Considering the following code for Integer Partition:
int p (int n, int m)
{
if (n == m)
return 1 + p(n, m - 1);
if (m == 0 || n < 0)
return 0;
if (n == 0 || m == 1)
return 1;
return p(n, m - 1) + p(n - m, m);
}
If I take an example p(7,3), what happens after function becomes p(7,0) & p(4,3)?
If you have Python you can play around with this:
def p(n,m):
if n == m:
return 1 + p(n,m-1)
elif m == 0 or n < 0:
return 0
elif n == 0 or m == 1:
return 1
else:
return p(n,m-1) + p(n-m,m)
def tupleFromString(s):
#converts a string like `(3,7)` to the correspoding int tuple
s = s.strip()
arguments = s[1:len(s)-1].split(',')
return tuple(int(i) for i in arguments)
def toString(t):
#converts an int-tuple to a string, without the spaces
return str(t).replace(' ','')
def expandOnce(s):
s = s.strip()
if s.startswith('p'):
n,m = tupleFromString(s[1:])
if n == m:
return '1 + p' + toString((n,m-1))
elif m == 0 or n < 0:
return '0'
elif n == 0 or m == 1:
return '1'
else:
return 'p' + toString((n,m-1)) + ' + p' + toString((n-m,m))
else:
return s
def expandLine(line):
return ' + '.join(expandOnce(term) for term in line.split('+'))
def expand(s):
firstLine = True
k = len(s)
prefix = s + ' = '
while 'p' in s:
if firstLine:
firstLine = False
else:
prefix = ' '*k + ' = '
s = expandLine(s)
print(prefix + s)
print(prefix + str(sum(int(i) for i in s.split('+'))))
p(m,n) is a direct implementation of the function, and expand displays the steps as strings:
>>> p(4,3)
4
>>> expand('p(4,3)')
p(4,3) = p(4,2) + p(1,3)
= p(4,1) + p(2,2) + p(1,2) + p(-2,3)
= 1 + 1 + p(2,1) + p(1,1) + p(-1,2) + 0
= 1 + 1 + 1 + 1 + p(1,0) + 0 + 0
= 1 + 1 + 1 + 1 + 0 + 0 + 0
= 4
The logic of this is as follows.

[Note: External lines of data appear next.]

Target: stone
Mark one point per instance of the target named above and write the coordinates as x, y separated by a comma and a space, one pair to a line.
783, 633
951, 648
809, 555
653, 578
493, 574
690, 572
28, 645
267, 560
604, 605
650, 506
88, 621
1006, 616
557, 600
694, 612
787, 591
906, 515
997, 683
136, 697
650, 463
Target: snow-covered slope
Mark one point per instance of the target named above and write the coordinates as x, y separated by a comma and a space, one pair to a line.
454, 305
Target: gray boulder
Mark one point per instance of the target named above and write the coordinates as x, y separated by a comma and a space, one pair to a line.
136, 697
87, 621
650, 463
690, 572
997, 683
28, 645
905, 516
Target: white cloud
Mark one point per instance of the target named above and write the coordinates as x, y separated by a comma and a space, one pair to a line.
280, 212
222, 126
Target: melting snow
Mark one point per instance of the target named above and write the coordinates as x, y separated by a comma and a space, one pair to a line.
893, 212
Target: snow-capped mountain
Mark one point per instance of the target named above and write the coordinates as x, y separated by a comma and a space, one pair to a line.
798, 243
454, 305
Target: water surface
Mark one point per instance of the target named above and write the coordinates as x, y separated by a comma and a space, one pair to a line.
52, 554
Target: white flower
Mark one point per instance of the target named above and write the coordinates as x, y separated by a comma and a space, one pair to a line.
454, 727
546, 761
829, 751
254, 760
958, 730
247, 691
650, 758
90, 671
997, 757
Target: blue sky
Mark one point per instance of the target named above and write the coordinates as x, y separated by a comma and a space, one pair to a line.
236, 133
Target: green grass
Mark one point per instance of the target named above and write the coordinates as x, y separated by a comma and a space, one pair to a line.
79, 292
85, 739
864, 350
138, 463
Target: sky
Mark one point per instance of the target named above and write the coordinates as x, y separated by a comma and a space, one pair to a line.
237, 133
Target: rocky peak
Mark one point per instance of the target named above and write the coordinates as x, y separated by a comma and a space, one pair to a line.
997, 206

If you want to know what p(4,3) is, you consult the definition. p(4,3) has n = 4 and m = 3, so you need to use that last clause of the definition. This tells you that
p(4,3) = p(4,3-1) + p(4-3,3)
= p(4,2) + p(1,3)
That doesn't help unless you know what p(4,2) and p(1,3) are so you go back to the definition and find that p(4,2) = p(4,1) + p(2,2) and p(1,3) = p(1,2) + p(-1,2). Combining this with the above, you now know that
p(4,3) = p(4,3-1) + p(4-3,3)
= p(4,2) + p(1,3)
= p(4,1) + p(2,2) + p(1,3) + p(1,2)
at each stage, if there is a term which looks like p(m,n) -- you go back to the definition and see what it means. You eventually hit basis cases such as p(4,1) = 1. Once all of the p are evaluated -- just add what is left (just a bunch of ones and zeros).
Similarly,
p(7,3) = p(7,2) + p(4,3)
= p(7,1) + p(5,2) + p(4,2) + p(1,3)
= 1 + p(5,1) + p(3,2) + p(4,1) + p(2,2) + p(1,2) + p(-2,3)

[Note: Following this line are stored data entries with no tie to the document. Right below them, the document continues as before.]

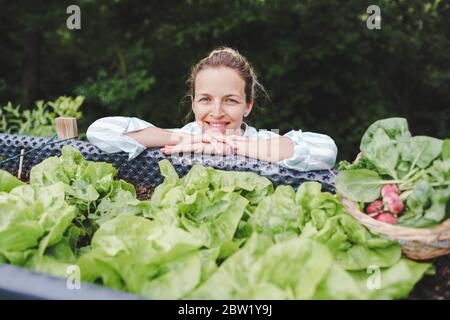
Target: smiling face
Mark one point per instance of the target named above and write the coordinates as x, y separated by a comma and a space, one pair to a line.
219, 102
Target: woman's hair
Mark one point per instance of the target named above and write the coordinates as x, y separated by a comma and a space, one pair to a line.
230, 58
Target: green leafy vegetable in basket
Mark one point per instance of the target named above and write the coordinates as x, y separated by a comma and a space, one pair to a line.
419, 166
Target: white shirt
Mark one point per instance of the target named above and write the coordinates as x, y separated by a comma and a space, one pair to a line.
312, 151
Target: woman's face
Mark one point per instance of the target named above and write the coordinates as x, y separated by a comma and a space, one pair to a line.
219, 101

= 1 + 1 + p(3,1) + p(1,2) + 1 + 1 + p(2,1) + p(1,1) + p(-1,2) + 0
= 1 + 1 + 1 + p(1,1) + p(-1,2) + 1 + 1 + 1 + 1 + p(1,0) + 0 + 0
= 1 + 1 + 1 + 1 + p(1,0) + 0 + 1 + 1 + 1 + 1 + 0 + 0 + 0
= 1 + 1 + 1 + 1 + 0 + 0 + 1 + 1 + 1 + 1 + 0 + 0 + 0
= 8